Katy Carneal, a biomedical engineer and assistant program manager who leads innovative health-related research at APL, sees a vast set of future applications for the miniaturized thermoelectric technology. “There are so many ways that pressure and temperature sensations impact the human body,” said Carneal. “In addition to improving quality of life for amputees, we’ve opened a lot of research doors that can help us study and find new treatments for neuromuscular diseases or chronic pain.”

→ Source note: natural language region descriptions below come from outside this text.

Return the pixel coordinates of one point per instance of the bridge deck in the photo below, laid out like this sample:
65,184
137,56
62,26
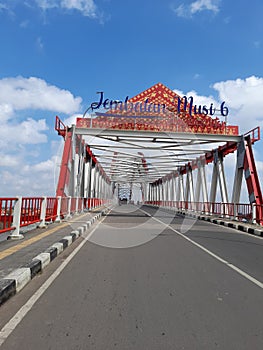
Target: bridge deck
170,290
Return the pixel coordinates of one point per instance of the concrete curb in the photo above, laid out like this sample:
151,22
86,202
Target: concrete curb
19,278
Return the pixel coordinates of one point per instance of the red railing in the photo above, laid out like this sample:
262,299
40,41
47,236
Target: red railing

Dr. Paul Pasquina, the chair of PM&R at USU, echoed that enthusiasm while praising the work of the APL team. “What a privilege it is to work with such expert engineers to come up with solutions to help real-world patients, including our wounded warriors with limb loss,” he said.

APL is uniquely qualified to advance the art of the possible for novel health applications by exploring this intersection of materials science and electronic device engineering with biology and neuroscience. In addition to the Revolutionizing Prosthetics program, APL is making significant advances in neural interface research, improving genomics tools and monitoring physical fatigue to prevent warfighter injuries, among many other advancements in the National Health Mission Area.